Exercise-associated muscle cramps (EMAC)
The belief that dehydration and the concurrent electrolyte imbalances, secondary to heat stress, cause muscle cramps is prevalent. However, if this were the case, one would expect widespread, as opposed to localised, muscle cramps. EMAC are usually localised to a specific muscle group, rather than globally affecting all skeletal muscles. A recent study of ultra-marathon runners found no differences in hydration status or blood electrolyte concentrations between runners who suffered cramps and those that did not. Similarly, a study of cramp-prone athletes found that the incidence of cramps was not affected by hydration status. An alternative explanation for EMAC, is that neuromuscular fatigue causes the muscle to become 'hyper-excitable' so that the muscle does not relax, but remains contracted. Regardless of the cause of cramps, dehydration and sodium depletion negatively affect performance.
Fluid and sodium intake during exercise
Ideally, athletes should drink 8-12 ounces (240-350ml) of fluid every 15-20 minutes during exercise. If a training session or competition exceeds one hour, a commercial fluid replacement beverage that contains carbohydrates and sodium is superior to plain water.
Exogenous carbohydrate maintains blood glucose concentrations, so glycogenolysis is delayed. Sodium increases the palatability of the beverage and enhances fluid consumption and replacing some of the sodium lost in sweat will reduce the risk of hyponatremia. The recommended concentration of sodium in a fluid replacement beverage is 500-700 mg per litre. Most sports drinks contain sodium, although the amount varies from 300 to 650 mg per litre.
An alternative to commercial fluid replacement beverages is easily prepared by adding ¼ - ½ teaspoon of salt to one litre (32 ounces) of water, which is equivalent to about 600 and 1200mg of sodium per litre. Salt (sodium chloride) tablets are available, but eight ounces of fluid (250mL) must be consumed with every 200mg of sodium so that the concentration of sodium in blood does not rise too rapidly. Salt tablets are more effective and better tolerated (they may cause gastrointestinal problems in some people) if they are crushed and mixed with water.

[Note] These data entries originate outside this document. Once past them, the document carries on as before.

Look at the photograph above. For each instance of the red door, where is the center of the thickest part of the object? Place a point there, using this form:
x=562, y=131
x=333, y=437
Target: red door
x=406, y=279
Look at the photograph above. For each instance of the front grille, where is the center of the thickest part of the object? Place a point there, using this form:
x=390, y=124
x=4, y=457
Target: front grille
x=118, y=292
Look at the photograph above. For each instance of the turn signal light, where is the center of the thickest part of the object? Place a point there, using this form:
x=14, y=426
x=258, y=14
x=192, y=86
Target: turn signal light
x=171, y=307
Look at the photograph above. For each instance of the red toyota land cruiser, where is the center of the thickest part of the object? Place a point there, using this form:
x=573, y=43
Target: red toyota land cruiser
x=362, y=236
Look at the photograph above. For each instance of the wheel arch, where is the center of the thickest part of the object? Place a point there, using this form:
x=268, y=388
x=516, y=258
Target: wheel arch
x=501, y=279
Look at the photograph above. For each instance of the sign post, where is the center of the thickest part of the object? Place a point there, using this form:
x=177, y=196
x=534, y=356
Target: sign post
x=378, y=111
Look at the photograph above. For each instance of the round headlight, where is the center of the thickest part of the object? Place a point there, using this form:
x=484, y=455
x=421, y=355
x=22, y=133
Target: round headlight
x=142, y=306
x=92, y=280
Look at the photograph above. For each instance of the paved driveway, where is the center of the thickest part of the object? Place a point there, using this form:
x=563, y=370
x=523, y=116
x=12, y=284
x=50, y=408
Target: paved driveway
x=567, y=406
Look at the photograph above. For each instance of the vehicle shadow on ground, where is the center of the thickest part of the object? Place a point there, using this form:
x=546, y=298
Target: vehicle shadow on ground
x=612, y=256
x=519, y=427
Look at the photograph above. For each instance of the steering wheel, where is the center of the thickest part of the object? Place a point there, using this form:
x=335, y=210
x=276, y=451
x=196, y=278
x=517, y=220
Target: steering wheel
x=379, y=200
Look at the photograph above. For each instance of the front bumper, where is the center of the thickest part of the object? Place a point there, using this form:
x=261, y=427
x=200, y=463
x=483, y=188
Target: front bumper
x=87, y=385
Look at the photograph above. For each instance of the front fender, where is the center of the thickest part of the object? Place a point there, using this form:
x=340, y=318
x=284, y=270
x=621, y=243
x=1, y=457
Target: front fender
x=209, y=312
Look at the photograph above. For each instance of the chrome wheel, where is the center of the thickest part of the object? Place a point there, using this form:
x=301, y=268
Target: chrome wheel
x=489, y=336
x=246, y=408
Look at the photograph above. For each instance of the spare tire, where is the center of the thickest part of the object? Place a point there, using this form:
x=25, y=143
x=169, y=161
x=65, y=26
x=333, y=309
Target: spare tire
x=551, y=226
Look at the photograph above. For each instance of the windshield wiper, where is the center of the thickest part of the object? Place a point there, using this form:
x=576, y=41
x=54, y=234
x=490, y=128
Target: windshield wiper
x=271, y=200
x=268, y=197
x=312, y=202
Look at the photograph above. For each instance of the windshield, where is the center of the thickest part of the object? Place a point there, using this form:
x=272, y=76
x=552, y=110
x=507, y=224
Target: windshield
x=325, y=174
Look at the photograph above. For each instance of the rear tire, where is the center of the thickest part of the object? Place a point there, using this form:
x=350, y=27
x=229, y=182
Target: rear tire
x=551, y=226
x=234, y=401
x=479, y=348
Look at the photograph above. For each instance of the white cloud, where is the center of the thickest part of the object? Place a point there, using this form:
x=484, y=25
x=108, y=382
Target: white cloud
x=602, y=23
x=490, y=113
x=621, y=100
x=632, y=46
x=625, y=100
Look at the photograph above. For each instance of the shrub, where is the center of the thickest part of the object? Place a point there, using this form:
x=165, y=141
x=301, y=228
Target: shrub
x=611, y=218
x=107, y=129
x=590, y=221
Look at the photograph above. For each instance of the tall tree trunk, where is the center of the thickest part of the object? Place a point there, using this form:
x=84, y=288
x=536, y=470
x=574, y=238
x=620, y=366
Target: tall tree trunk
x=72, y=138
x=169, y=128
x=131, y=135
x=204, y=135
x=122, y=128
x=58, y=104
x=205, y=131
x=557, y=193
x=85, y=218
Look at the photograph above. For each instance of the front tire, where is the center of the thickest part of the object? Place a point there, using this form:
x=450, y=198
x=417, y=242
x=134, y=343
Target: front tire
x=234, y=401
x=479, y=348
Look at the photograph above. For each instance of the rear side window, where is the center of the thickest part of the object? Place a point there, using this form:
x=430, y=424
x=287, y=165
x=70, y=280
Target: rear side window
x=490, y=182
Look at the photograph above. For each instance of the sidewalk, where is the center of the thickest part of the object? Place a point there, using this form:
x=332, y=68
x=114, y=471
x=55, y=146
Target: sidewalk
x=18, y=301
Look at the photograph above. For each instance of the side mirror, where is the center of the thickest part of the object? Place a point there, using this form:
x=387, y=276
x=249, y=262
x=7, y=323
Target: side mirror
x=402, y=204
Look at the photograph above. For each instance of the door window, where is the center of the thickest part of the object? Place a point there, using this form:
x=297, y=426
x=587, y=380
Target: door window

The fluid that is consumed must be emptied from the stomach and absorbed from the intestine to be of any benefit. The rate of gastric emptying can reach one litre per hour and is maximized when gastric volume is high (>600mL), solutions are hypotonic, and the carbohydrate concentration is 4-8 percent. The rate of fluid absorption is negatively affected by high intensity exercise (>80 percent maximal oxygen consumption, VO2max), carbohydrate concentrations that exceed 8 percent, and dehydration (>4 percent BW).
Fluid and sodium intake post-exercise
Rehydration after exercise is important because most athletes do not consume enough fluids during exercise to replenish the fluid lost in sweat and respiration. In general, an athlete should consume 24 ounces of fluid (709 millilitres) for every pound of weight lost during an exercise session. The excess fluid consumption is to offset the 'obligatory urine losses' that occur when a large volume of water is consumed within a short period of time. Obligatory urine losses can be minimised by drinking a beverage that contains sodium and by eating foods that are high in sodium after exercise: pretzels, pickles, pizza, cheese, tomato sauce, soy sauce, tomato juice, canned soups, and ketchup.